The Demography Group aims to better understand the role of “Human Capital” – the human resource base in terms of the number of people and their changing structure by age, gender, location, education, health status, cognitive skills and other relevant characteristics that help with the production of human wellbeing.
Societies and economies change as a consequence of the evolving composition of their membership as captured by selected key characteristics of people. Conventionally, demography has focused primarily on the changing composition of a population by age and gender. We have now added educational attainment as a third demographic dimension that should routinely be taken into account. In addition, labour force participation, health status, place of residence and other measurable characteristics of people can be captured and modelled using the powerful tools of multidimensional population dynamics that were developed at IIASA during the 1970s. Making further progress in these directions is the core of our research agenda. This more comprehensive approach has the potential to develop into a new social science paradigm, the theoretical foundations of which are detailed in the article “Demographic metabolism: A predictive theory of socioeconomic change” in the 2013 PDR supplement Population and Public Policy: Essays in Honor of Paul Demeny.

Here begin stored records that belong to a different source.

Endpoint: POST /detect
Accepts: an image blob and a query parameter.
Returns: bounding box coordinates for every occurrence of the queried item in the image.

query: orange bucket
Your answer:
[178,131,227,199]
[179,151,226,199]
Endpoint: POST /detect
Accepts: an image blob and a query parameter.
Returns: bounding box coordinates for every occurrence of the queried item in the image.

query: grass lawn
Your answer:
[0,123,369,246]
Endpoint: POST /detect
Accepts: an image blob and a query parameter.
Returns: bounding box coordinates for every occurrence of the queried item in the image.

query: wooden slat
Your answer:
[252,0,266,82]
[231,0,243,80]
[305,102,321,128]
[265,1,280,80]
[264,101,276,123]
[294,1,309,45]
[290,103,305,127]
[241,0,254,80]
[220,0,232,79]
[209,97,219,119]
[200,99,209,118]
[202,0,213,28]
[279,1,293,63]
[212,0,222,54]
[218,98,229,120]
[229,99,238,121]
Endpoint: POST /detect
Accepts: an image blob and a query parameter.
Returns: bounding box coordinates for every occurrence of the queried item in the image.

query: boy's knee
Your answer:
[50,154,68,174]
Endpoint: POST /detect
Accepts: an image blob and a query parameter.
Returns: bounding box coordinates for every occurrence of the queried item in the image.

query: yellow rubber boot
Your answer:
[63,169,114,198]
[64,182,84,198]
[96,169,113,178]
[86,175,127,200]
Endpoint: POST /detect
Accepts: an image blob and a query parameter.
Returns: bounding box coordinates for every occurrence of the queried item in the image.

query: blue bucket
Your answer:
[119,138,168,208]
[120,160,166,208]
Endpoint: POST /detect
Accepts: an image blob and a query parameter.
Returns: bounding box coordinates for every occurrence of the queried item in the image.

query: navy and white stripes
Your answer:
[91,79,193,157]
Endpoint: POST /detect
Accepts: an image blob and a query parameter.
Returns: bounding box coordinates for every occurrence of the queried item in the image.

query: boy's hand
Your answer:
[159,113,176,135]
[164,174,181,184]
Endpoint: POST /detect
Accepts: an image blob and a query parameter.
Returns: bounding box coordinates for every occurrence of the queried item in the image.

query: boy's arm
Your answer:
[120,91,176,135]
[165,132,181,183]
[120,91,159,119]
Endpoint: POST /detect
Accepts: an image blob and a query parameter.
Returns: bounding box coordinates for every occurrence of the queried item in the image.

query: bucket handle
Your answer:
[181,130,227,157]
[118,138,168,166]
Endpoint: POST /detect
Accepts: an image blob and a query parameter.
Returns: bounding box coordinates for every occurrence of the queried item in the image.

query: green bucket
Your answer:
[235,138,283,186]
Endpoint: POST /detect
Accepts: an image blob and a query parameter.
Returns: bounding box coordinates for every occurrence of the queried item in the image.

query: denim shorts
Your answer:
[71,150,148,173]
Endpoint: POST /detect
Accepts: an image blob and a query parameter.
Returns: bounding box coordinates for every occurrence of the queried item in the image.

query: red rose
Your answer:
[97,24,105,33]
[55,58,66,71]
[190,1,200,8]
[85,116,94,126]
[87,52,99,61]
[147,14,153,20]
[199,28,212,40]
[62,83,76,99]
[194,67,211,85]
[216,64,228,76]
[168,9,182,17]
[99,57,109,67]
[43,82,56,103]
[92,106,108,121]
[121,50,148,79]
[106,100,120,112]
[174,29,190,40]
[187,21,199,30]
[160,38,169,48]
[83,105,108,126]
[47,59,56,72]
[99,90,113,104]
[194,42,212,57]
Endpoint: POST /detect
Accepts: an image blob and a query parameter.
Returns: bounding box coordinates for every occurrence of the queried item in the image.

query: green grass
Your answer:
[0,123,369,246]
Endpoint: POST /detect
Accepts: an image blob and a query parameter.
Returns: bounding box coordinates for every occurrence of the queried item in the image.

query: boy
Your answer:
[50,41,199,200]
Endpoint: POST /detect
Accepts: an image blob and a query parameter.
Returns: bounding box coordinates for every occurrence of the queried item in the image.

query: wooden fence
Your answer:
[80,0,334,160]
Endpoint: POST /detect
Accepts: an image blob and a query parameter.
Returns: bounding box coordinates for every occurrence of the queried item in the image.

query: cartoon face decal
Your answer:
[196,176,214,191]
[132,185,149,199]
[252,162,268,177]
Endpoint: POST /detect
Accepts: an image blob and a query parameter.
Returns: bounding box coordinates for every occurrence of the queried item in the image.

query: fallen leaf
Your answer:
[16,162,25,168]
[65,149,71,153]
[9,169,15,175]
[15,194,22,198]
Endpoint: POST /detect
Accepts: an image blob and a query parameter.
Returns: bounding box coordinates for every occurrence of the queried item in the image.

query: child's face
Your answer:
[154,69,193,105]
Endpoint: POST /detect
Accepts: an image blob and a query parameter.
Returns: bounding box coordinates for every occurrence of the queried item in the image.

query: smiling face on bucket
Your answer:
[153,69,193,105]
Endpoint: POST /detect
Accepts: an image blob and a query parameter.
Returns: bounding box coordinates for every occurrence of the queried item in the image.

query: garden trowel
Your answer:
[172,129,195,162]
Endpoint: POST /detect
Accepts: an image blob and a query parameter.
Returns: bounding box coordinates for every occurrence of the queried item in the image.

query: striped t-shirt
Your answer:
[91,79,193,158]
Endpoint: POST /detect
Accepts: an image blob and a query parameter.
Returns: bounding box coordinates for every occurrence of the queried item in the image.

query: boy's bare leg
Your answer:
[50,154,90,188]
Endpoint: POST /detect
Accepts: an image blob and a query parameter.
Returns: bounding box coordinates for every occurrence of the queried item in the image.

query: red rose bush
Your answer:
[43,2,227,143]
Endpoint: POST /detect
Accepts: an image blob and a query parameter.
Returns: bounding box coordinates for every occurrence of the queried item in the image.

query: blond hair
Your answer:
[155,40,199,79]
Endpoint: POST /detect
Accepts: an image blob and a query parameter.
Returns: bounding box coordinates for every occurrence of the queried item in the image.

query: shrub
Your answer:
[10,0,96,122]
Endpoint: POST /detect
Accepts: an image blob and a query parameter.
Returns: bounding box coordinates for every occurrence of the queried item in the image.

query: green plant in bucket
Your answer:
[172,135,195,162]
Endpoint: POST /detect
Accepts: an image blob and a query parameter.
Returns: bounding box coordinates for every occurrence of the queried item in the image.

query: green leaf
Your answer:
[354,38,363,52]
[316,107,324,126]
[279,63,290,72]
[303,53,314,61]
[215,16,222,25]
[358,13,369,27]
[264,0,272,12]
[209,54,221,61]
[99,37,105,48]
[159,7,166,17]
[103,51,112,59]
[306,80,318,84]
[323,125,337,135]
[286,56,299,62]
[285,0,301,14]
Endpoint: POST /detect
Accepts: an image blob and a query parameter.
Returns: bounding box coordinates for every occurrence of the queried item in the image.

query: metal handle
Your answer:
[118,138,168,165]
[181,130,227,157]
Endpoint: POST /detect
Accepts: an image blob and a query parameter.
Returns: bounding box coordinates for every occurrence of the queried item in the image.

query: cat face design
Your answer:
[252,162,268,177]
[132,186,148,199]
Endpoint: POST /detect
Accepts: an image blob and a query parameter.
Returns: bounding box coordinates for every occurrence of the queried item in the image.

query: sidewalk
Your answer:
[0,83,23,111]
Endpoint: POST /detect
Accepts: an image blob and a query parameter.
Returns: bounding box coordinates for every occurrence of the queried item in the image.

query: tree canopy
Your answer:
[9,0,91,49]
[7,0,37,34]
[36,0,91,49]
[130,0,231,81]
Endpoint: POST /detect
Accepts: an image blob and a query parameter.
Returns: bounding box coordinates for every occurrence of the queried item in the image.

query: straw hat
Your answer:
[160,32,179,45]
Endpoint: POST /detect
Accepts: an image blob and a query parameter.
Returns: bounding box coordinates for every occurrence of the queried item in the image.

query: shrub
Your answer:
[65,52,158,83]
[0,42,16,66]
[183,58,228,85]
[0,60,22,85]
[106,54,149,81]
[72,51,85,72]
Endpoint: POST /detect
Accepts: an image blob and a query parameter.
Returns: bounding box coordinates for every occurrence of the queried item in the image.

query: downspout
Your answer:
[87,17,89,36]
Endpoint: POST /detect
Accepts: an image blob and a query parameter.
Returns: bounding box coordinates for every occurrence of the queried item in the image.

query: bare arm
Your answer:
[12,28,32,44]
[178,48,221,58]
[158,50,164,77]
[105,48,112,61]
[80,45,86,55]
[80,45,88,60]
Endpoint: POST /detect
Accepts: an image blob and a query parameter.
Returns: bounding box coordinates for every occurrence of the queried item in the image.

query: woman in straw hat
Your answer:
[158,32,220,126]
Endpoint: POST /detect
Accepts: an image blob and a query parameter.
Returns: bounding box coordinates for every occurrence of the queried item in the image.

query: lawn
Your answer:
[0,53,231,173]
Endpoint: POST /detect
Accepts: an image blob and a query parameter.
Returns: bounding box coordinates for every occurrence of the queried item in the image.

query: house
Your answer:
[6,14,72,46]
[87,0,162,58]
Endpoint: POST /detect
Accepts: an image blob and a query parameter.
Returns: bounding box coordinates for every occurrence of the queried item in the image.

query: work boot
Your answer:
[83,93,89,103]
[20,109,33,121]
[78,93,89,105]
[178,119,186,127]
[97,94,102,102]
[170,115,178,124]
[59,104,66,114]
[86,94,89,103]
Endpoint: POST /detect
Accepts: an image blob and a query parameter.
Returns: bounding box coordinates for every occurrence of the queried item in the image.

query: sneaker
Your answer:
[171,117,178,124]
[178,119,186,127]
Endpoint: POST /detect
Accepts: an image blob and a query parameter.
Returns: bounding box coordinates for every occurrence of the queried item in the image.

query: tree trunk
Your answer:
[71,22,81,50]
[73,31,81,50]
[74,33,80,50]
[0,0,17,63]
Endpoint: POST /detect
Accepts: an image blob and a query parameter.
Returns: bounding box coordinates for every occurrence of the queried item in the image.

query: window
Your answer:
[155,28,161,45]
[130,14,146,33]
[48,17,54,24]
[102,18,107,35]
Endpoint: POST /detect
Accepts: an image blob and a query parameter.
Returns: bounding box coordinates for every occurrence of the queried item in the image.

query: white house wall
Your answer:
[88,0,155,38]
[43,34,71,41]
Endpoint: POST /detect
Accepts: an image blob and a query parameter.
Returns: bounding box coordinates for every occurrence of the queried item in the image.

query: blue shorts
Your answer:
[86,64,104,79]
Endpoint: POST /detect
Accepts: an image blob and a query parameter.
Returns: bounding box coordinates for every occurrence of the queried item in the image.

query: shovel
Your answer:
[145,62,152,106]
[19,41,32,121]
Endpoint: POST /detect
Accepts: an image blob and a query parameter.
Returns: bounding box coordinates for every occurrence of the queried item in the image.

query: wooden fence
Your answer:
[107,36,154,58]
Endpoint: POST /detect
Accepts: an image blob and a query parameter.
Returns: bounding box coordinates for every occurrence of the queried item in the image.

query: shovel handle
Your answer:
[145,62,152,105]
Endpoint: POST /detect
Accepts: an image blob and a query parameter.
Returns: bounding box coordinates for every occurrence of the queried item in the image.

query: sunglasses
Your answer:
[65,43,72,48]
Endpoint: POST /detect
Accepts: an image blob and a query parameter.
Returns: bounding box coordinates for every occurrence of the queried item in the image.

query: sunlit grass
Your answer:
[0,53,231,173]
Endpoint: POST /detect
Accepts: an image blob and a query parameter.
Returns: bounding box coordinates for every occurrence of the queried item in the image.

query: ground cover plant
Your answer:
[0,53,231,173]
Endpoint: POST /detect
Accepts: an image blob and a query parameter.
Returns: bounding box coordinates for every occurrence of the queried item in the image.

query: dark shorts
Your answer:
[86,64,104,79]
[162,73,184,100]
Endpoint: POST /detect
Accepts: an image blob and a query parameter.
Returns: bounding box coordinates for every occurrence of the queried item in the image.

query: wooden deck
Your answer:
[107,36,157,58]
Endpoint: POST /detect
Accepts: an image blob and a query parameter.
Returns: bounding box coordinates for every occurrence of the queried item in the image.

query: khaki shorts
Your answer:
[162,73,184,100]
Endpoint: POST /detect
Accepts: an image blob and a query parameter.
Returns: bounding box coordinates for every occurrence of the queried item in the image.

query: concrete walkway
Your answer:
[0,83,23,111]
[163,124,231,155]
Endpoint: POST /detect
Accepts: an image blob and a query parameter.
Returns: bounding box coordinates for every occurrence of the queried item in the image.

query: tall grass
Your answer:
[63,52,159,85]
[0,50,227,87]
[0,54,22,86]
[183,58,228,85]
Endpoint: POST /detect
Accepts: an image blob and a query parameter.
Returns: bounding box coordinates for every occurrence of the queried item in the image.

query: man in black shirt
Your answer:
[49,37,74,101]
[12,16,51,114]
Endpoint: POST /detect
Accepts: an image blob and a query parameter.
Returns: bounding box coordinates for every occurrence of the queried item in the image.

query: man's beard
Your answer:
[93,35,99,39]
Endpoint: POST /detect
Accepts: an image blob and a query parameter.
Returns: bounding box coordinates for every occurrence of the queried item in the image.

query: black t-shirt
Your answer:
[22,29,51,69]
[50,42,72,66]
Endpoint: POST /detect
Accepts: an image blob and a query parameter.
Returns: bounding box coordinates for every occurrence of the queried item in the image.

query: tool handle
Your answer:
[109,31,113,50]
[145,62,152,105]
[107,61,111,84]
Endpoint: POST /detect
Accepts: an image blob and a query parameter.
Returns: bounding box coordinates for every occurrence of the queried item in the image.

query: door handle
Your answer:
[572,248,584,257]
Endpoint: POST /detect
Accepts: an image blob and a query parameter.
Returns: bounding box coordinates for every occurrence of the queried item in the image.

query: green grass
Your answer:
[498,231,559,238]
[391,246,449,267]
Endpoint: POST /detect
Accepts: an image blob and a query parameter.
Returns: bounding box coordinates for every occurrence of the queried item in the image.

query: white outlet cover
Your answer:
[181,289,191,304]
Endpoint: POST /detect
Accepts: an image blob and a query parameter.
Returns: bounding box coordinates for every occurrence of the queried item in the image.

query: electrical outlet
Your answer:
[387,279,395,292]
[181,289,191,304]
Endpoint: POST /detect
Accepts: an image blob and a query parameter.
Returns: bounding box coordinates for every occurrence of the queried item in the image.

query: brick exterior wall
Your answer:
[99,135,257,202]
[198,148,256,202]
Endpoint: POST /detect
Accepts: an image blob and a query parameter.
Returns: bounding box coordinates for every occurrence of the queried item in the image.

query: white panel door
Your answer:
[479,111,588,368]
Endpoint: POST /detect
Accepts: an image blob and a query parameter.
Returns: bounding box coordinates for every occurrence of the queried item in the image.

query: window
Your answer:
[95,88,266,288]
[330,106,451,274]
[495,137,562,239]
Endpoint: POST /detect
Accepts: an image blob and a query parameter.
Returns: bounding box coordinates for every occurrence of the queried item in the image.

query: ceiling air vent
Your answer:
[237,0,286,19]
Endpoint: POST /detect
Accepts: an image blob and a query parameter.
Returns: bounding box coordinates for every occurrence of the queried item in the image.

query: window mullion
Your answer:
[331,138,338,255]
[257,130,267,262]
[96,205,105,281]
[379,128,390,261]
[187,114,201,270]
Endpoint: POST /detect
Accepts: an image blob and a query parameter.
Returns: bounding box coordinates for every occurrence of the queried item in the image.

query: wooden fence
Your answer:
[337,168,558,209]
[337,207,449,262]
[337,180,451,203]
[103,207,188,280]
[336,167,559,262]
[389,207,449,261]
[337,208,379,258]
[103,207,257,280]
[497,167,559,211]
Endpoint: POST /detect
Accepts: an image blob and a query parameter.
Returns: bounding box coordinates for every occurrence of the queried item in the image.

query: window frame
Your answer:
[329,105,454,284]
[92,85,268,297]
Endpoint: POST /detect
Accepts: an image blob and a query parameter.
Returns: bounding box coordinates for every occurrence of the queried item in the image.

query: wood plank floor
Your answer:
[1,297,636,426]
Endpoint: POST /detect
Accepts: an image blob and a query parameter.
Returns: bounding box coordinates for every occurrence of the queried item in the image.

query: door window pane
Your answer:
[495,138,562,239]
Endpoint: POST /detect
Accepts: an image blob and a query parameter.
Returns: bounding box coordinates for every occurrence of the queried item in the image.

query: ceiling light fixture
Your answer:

This approach also has immediate practical potential for dealing with key policy challenges of our rapidly changing world, along the way providing new and sometimes surprising answers to such questions as: What is the desirable level of fertility and how can it be measured and assessed? Will population ageing actually result in the often feared massive increase in disability? Can education help to slow cognitive ageing and what should be the priority investments for our ageing Western populations? What are the population and human capital futures in today’s developing countries and, in particular, what would be the best investments for enhancing the adaptive capacity for dealing with climate change?